Background information
- Born: Gene Vincent de Paul June 17, 1919 New York City, New York, U.S.
- Died: February 27, 1988 (aged 68) Northridge, California, U.S.
- Occupation(s): Pianist, composer, songwriter
- Instrument: Piano

= Gene de Paul =

American musician (1919–1988)

Gene Vincent de Paul (June 17, 1919 – February 27, 1988) was an American pianist, composer and songwriter.

==Biography==
Born in New York City, he served in the United States Army during World War II. He was married to Billye Louise Files (November 23, 1924 – January 30, 1977) of Jack County, Texas.

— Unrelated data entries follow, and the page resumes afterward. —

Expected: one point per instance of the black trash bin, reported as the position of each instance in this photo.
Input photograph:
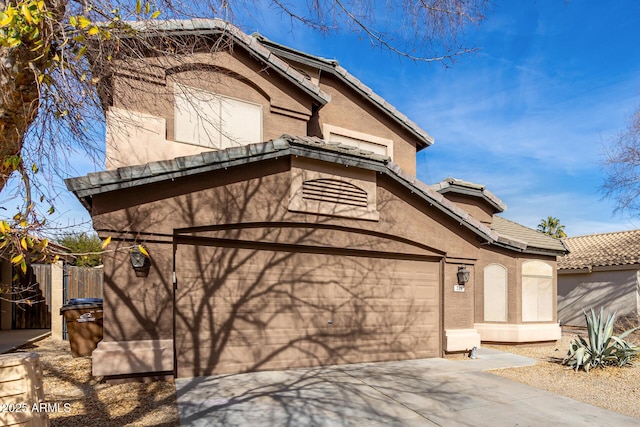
(84, 324)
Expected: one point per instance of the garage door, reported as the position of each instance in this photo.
(241, 310)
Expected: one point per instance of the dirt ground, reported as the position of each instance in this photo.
(95, 403)
(612, 388)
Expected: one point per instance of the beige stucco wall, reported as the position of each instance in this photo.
(614, 290)
(350, 110)
(244, 196)
(514, 329)
(146, 132)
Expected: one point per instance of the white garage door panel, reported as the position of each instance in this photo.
(238, 309)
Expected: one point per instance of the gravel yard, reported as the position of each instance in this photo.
(613, 388)
(94, 403)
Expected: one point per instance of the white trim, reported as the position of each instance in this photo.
(487, 299)
(328, 130)
(215, 126)
(520, 333)
(461, 339)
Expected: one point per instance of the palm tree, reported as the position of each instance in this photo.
(552, 227)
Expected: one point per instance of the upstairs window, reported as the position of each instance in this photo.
(214, 121)
(363, 141)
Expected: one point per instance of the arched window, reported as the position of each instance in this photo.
(537, 292)
(495, 293)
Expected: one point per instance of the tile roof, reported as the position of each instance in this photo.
(219, 26)
(513, 232)
(332, 66)
(469, 188)
(601, 250)
(86, 187)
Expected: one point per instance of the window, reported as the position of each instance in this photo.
(211, 120)
(495, 293)
(537, 292)
(363, 141)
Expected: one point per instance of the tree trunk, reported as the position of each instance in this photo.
(19, 91)
(18, 103)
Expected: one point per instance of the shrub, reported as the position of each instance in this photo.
(602, 348)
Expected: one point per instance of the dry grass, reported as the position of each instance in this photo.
(612, 388)
(69, 380)
(94, 403)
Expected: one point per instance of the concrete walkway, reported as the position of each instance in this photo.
(14, 338)
(425, 392)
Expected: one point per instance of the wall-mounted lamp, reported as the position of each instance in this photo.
(140, 260)
(463, 275)
(463, 278)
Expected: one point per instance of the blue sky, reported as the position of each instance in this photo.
(529, 115)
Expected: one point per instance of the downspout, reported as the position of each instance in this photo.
(441, 298)
(174, 281)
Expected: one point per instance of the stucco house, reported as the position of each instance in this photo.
(602, 270)
(276, 196)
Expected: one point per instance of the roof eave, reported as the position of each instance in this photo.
(218, 26)
(332, 67)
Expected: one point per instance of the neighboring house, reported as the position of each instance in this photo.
(601, 271)
(318, 246)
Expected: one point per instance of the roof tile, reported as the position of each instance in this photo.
(601, 250)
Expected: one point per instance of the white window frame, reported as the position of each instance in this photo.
(211, 133)
(496, 293)
(537, 291)
(361, 140)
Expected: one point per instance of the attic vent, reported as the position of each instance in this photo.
(334, 191)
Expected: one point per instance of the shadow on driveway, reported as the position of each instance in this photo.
(406, 393)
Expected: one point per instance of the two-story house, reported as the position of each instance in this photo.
(276, 196)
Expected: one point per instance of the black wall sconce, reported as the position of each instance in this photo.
(140, 260)
(463, 278)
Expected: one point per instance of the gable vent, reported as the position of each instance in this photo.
(334, 191)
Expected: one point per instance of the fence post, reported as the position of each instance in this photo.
(57, 290)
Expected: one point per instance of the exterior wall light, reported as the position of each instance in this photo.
(463, 278)
(140, 260)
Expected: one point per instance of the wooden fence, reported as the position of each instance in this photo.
(36, 285)
(82, 282)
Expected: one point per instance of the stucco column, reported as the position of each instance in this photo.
(57, 289)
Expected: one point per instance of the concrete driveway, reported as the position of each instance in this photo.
(425, 392)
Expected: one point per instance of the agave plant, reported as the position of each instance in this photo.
(602, 348)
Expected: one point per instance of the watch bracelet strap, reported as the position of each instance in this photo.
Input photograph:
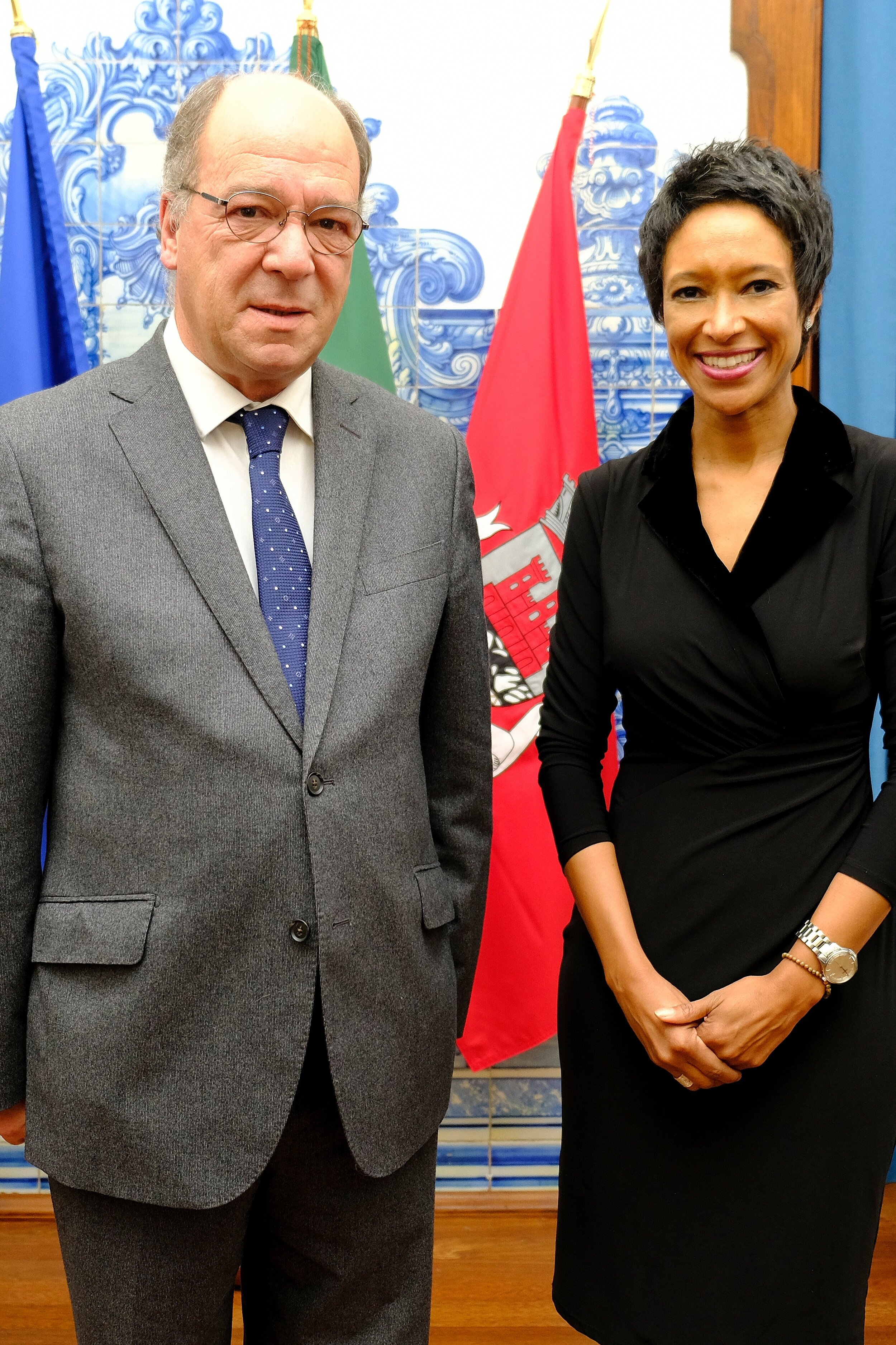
(814, 938)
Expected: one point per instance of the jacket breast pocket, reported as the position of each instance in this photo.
(411, 568)
(435, 900)
(101, 931)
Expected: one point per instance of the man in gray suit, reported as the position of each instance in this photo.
(243, 659)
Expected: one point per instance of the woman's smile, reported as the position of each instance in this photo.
(726, 366)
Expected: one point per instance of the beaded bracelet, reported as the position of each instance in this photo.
(810, 970)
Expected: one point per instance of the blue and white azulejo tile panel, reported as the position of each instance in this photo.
(462, 101)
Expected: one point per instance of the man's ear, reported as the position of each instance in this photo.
(167, 235)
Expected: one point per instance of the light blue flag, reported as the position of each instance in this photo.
(41, 333)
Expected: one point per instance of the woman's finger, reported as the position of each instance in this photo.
(699, 1056)
(681, 1015)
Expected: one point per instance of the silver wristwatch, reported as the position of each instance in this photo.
(839, 963)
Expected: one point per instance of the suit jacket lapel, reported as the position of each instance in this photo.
(344, 470)
(153, 424)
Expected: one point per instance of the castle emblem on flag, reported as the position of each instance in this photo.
(520, 592)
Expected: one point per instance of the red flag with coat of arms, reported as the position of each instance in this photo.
(530, 435)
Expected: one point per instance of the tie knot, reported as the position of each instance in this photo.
(266, 428)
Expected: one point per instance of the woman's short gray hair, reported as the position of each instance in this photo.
(182, 155)
(761, 175)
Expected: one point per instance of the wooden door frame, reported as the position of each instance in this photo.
(781, 43)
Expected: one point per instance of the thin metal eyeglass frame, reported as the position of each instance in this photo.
(303, 214)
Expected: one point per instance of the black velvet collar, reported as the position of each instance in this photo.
(801, 505)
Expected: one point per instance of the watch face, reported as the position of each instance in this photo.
(841, 966)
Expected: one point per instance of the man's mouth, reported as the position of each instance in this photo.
(280, 313)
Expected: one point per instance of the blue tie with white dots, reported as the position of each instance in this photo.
(282, 557)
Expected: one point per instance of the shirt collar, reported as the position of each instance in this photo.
(213, 400)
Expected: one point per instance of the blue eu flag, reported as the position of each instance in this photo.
(41, 333)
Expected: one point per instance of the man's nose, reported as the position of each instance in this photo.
(291, 252)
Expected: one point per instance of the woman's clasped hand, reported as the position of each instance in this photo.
(732, 1029)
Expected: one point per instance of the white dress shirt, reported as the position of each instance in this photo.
(212, 400)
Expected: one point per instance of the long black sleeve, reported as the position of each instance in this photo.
(579, 695)
(872, 859)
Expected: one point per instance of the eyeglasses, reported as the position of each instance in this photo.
(256, 217)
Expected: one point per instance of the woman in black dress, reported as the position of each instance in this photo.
(728, 1121)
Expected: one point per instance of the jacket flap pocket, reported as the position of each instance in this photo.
(393, 571)
(108, 931)
(435, 900)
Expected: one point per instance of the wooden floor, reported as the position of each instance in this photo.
(491, 1282)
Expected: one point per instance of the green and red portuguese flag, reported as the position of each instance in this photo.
(358, 342)
(532, 434)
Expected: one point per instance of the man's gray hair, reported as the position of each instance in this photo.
(761, 175)
(182, 155)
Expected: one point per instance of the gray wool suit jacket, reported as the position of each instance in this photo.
(151, 993)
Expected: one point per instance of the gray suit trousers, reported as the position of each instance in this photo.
(330, 1257)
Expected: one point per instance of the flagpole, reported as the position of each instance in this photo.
(585, 82)
(306, 32)
(19, 27)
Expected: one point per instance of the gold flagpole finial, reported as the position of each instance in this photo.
(585, 84)
(19, 27)
(307, 26)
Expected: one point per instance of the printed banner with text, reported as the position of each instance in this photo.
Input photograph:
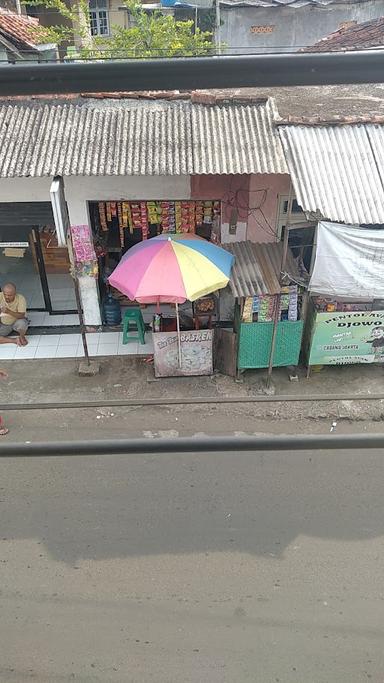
(345, 338)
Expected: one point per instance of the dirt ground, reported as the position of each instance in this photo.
(33, 382)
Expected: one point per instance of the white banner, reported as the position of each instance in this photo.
(349, 262)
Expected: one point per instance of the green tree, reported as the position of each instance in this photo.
(149, 35)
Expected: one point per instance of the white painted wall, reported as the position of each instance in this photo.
(80, 190)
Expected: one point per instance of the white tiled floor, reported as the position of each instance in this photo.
(71, 346)
(42, 319)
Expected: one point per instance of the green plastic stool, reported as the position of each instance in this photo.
(133, 316)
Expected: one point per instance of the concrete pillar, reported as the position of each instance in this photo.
(89, 292)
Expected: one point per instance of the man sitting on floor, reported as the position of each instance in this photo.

He joined the American Society of Composers, Authors and Publishers (ASCAP) in 1941, and went on to compose the music for many motion pictures. He was nominated (with Don Raye) for an Academy Award for Best Music, Original Song in 1942 for the song "Pig Foot Pete" from the movie Hellzapoppin. The song actually was not included in that movie, but in the 1941 feature, Keep 'Em Flying, and was thus ineligible for the nomination and award. The award was given to "White Christmas".

De Paul collaborated with Johnny Mercer, Don Raye, Carolyn Leigh, Charles Rinker and others at Universal Studios, Walt Disney Studios and other Hollywood companies. His collaboration with Walt Disney Studios involved the creation of the music for "Alice in Wonderland," "The Legend of Sleepy Hollow," and "The Headless Horseman."

De Paul composed the 1953 hit song "Teach Me Tonight".

De Paul was one of the composers of the songs and dances, along with lyricist Johnny Mercer, for the 1954 musical film Seven Brides for Seven Brothers.

He was inducted into the Songwriters Hall of Fame in 1985.

Gene de Paul died in February 1988, at the age of 68, and was interred in the Forest Lawn Memorial Park Cemetery in Hollywood Hills.

==Musical film credits==
- Seven Brides for Seven Brothers 1954 with lyrics by Johnny Mercer
- Lil Abner partnered with Johnny Mercer

==Broadway credits==
- Li'l Abner 1956 with lyrics by Johnny Mercer

==Notable songs==
- 1941 "I'll Remember April", w & m Don Raye, Patricia Johnston & Gene de Paul
- 1941 "You Don't Know What Love Is", w & m Don Raye & Gene de Paul
- 1941 "Gimme Some Skin, My Friend", (performed by The Andrews Sisters in the Abbott and Costello film In the Navy) w & m Don Raye & Gene de Paul
- 1942 "Cow Cow Boogie (Cuma-Ti-Yi-Yi-Ay)", music by Don Raye, lyrics by Benny Carter & Gene de Paul, featured in Ride 'Em Cowboy that year, and many films since, including The Aviator, Raging Bull, and The Joker Is Wild.
- 1943 "Star Eyes", w & m Don Raye & Gene de Paul from the film I Dood It
- 1944 "Mr. Five by Five", w & m Don Raye & Gene de Paul
- "He's My Guy" w & m Raye & de Paul, introduced in the 1943 film of the same name, and recorded by Ella Fitzgerald, Peggy Lee and also Dinah Shore (included on the CD The War Years: Songs That Won The War, released 2001).